A player who communicates with the team in a constructive manner is typically a good team player. Usually this is something as simple as requesting a priority target or a cap or acknowledging the another player requires assistance. As noted previously, I like to let my teammates know when I’m going to use my consumables, but I also like to know what the strategy is at the beginning of the match. How a teammate responds to or reacts to this can also be an indicator of a team player. We all have seen some of these players – the ones that go in the opposite direction that the rest of the team has agreed upon. They usually tend to be destroyers in my experience, but I have seen both cruisers and battleships do this as well, but by in large they are destroyers. Communication is key in a team based game. Failure to communicate or heed requests of the team tends to lead to a short and or frustrating game so let the team know your intentions, particularly if you are in a place help.

Playing Your Class

Each ship class has a niche that it fits into. As I plan on going into more depth on this in a future article, I’ll keep this section short. If you have played more than 300-400 battles you’ve probably figured out what each ship class is supposed to do. If not, here’s a quick rundown. Destroyers use their speed and detectability to take caps and spot the enemy. Their torpedoes are used for sneak attacks and area denial and guns to harass, do chip damage and start fires. Cruisers provide extended range harassment, anti-aircraft, extra detection capabilities with hydro and radar and destroyer hunting capabilities. Battleships supply damage tanking and high damage strikes with the longest range capabilities for primary armament. Carriers provide spotting, air cover from enemy carriers and harassment of enemy ships, ideally the fast and maneuverable ships like destroyers or those that are isolated. Know what your ship is good at and what it can do for the team and perform that task the best that you are capable of.

Measuring a Team Player

Defining what makes a team player is easy but as I said at the very beginning of this article, measuring it is difficult, particularly with the information available. We can certainly use information such as spotting and kill stealers, but whether or not they use their consumables for the team or themselves is very difficult. In the future, the possibility of some of these is becoming higher with the introduction of MxStats and hopefully the decryption of the replay files. For now, I would recommend that players use the report or compliment feature in game to help the larger community.

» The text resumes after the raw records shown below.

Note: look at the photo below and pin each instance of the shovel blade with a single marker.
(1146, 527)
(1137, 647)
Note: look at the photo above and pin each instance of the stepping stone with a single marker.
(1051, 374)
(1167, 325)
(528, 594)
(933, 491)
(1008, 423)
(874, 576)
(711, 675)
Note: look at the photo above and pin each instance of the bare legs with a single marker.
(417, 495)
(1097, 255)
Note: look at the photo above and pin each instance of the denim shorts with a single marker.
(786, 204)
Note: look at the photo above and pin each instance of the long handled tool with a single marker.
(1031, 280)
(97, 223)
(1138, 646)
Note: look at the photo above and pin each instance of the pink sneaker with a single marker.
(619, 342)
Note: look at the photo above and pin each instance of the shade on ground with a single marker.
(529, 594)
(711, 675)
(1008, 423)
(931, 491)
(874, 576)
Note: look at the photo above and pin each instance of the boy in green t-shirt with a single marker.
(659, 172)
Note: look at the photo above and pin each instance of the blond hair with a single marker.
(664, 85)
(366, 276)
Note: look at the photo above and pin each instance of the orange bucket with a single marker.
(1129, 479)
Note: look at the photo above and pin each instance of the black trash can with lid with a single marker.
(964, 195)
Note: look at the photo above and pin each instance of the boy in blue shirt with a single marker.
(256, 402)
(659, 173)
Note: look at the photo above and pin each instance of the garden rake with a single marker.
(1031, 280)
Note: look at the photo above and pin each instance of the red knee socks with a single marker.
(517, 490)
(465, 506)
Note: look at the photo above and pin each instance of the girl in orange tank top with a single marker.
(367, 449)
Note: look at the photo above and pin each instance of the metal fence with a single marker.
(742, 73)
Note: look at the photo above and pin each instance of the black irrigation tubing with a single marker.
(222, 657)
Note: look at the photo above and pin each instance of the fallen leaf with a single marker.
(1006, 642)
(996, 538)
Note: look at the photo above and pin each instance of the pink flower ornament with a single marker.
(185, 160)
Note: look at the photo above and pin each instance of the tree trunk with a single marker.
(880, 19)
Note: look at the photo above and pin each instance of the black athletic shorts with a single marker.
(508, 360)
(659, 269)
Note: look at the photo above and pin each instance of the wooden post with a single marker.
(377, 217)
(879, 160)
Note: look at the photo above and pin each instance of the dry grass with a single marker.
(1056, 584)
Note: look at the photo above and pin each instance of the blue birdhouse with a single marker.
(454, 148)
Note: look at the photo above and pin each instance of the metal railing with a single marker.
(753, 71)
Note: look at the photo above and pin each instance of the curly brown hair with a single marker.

The criteria I have noted above are what I use to both objectively and subjectively to identify a good or bad team player. As things move forward with the game and access to more information from replays our hope is to create a formula so you can see a value rating for a team player. Until such time however, use your best judgment and act accordingly, but most importantly, try to be the team player that everyone wants on their team.


Please feel free to comment on any of my articles. Only constructive comments will be kept. I’m open to suggestions and will answer any questions you might have.


[1] It was brought to my intention that I should clarify this statement. “I tend to only report for blatant and habitual kill stealing…But I do use judgment when I dish out reports and make sure a player is intentionally stealing kills as opposed to assisting.”